To return to Mockingbird, there is of course a parallel narrative that feeds into that of Tom Robinson's toward the end, and just as Robinson is the outsider in the powerful white world of the South, Boo Radley with, to quote Sheriff Heck Tate, 'his shy ways' is very much the white outsider in a more extroverted world he can't fit into.

To Kill a Mockingbird is one of the great novels of 20th century American literature, and the movie – strongly endorsed by Lee – also has a power which, as director Robert Mulligan suggests, it would not have been possible to display in a world fed on MTV, in which many people would be easily bored by the long scenes.

Mulligan made that remark during the Director's Commentary, a special feature on the DVD where he and producer Alan J. Pakula discuss the actors and the events in the film. What I hadn't considered before is that the movie (which in spite of a number of small differences is largely very faithful to the book) is a real oddity as the book is essentially uncinematic, and apart from the courtroom scene the major events take place offstage and we learn of them (the killing of the black Tom Robinson, the killing of of the crazed racist Ewell) secondhand.

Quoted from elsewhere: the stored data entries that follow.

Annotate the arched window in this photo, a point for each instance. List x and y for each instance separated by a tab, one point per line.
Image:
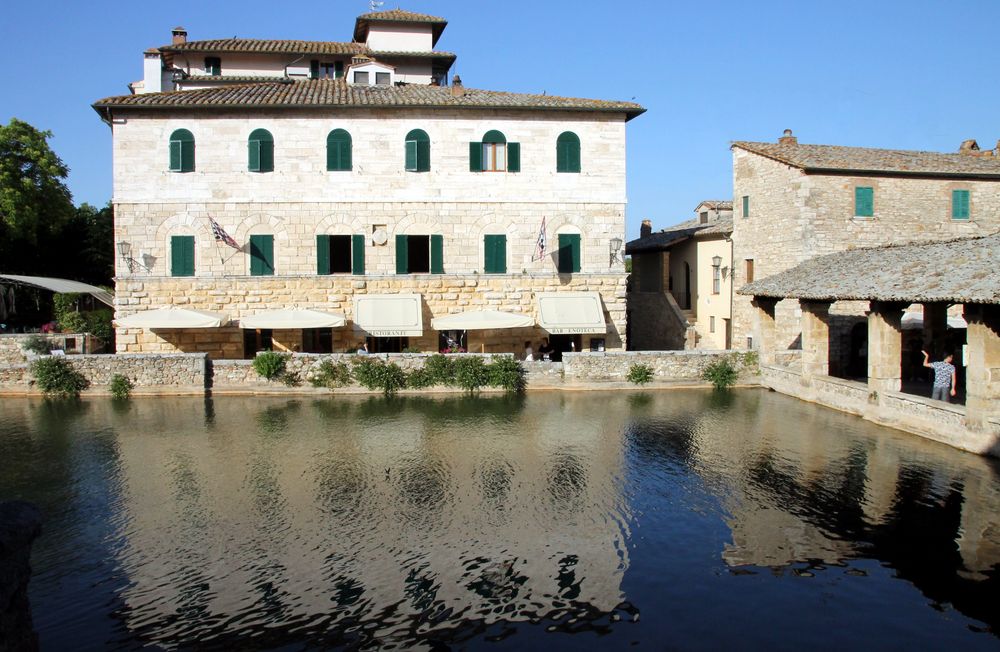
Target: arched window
494	154
260	151
338	150
568	152
418	151
181	151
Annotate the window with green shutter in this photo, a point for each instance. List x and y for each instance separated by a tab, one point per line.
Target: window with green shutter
495	254
569	253
338	150
213	66
568	152
182	255
181	151
418	151
260	151
864	201
959	204
262	255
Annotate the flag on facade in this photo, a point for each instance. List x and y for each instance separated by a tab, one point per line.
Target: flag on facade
541	244
221	235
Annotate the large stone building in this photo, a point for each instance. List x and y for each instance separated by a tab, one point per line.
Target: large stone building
681	291
794	202
353	180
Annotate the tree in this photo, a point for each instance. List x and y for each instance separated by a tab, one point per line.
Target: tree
34	200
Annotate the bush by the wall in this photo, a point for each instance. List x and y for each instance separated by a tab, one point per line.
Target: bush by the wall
639	374
55	375
372	373
121	387
331	375
270	364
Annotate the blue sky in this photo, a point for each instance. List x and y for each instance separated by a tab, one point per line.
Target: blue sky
919	74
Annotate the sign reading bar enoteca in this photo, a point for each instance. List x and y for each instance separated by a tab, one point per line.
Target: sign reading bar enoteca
389	315
570	313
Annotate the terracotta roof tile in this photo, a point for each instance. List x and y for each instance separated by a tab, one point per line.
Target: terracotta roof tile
337	93
835	158
956	271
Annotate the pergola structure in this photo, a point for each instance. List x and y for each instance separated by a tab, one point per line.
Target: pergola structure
936	275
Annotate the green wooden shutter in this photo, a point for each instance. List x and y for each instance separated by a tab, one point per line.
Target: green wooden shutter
358	254
437	254
322	254
411	156
262	255
960	204
423	156
569	253
402	262
182	255
513	157
475	157
864	201
495	249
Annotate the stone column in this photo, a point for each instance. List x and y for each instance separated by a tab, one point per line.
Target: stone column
815	338
765	332
935	325
982	377
885	346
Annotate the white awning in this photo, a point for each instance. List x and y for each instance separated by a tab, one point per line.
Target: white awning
172	318
63	286
569	313
292	318
389	315
481	320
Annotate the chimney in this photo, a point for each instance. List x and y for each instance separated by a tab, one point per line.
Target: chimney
788	139
968	147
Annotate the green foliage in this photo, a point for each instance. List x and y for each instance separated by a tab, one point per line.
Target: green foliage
639	374
331	375
507	373
270	364
722	373
55	375
38	344
121	387
471	373
372	373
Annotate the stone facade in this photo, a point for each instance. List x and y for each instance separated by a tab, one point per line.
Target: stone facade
795	216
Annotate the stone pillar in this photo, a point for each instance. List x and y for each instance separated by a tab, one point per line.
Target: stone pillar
765	332
935	325
885	346
982	377
815	338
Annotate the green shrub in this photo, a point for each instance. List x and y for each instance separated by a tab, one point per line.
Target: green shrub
722	373
331	375
38	344
121	387
471	373
639	374
270	364
372	373
507	373
441	369
55	375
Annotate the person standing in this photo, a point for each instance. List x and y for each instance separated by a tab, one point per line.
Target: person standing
944	377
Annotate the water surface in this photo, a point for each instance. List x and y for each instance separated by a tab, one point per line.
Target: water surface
681	520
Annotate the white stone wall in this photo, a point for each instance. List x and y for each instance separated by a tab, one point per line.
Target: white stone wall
141	156
795	217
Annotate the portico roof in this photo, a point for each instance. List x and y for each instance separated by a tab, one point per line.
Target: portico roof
955	271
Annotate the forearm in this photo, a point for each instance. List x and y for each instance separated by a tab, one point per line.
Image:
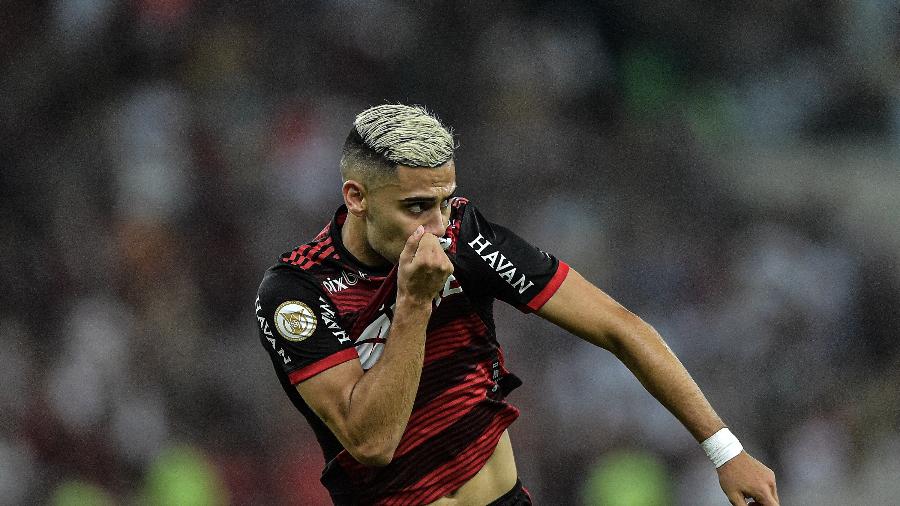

Pakula would go on to direct his own films, and a preoccupation with technology is apparent in virtually all of them. This is particularly so with his characters' use of the phone, which is frequently employed as a dramatic device to increase tension, often being the harbinger of important news. But perhaps the Pakula movie that springs to mind most is All the President's Men, with the Watergate tapes which proved so damning to Nixon. Significantly, of course, it was technology in the form of the police bugging of Dobson's flat that helped in bringing (as yet just two of) the murderers of Stephen Lawrence to justice. Technology was a little too primitive in the days when Mockingbird is set, although the insane primitiveness of racial prejudice is still with us.

14 December 2011

Mary Dutton: Thorpe (1967)

There are several reasons why I didn't give up on this book: sheer determination, the enticing obscurity of it, and the endearing fact (to me as least) that this is one of those rare animals — an only published novel. It was also something of a discovery, being a Southern book (set in Arkansas, where Dutton was born) of which I was previously unaware.

The single novel element, plus the racial issue and the (eponymous) young female protagonist with a father of great integrity, almost inevitably lead to comparisons with Harper Lee's To Kill a Mockingbird and memories of Scout and Atticus Finch, so it's hardly surprising to read the front page of the dust jacket announcing 'A Story of Innocence and Terror...As memorable as TO KILL A MOCKINGBIRD'.

However, although this book is undoubtedly well written, Dutton's novel just doesn't merit any other comparison with Mockingbird: the pace is too slow, the power isn't there, and — crucially — I had (at least until the end) severe problems deciding if race was the main issue, or just family difficulties. It seems to lose its path for a very large number of pages.

The blurb on the rear flap quotes Dutton: 'I think what I was trying to say is that a "little bit" of evil cannot be isolated. It grows and touches, like the rain, both the just and the unjust — those who ignore it and those who are unaware of its existence.' Er, certainly it is clear that racism in the Jim Crow South of the mid-thirties was unavoidable, and that there was much social and often economic pressure for people to at least go through the motions of supporting the Ku Klux Klan. Not too sure about that meteorological analogy though.

On a lighter note, the cow called 'Dammit' is a nice touch, and reminds me of the euphemistically-named dog 'Cough' in Anthony Burgess's Time for a Tiger.

The rear cover tells me that Mary Dutton was born in El Dorado, was living in Borger, Texas at the time of publication, and was a school teacher. I'm not too sure why she published nothing else: as I have a book club edition, and as there are a number of copies of this book for sale online, the suggestion is that it was popular enough. But then, if she took ten years over this, how many would she take to complete the usually difficult second one?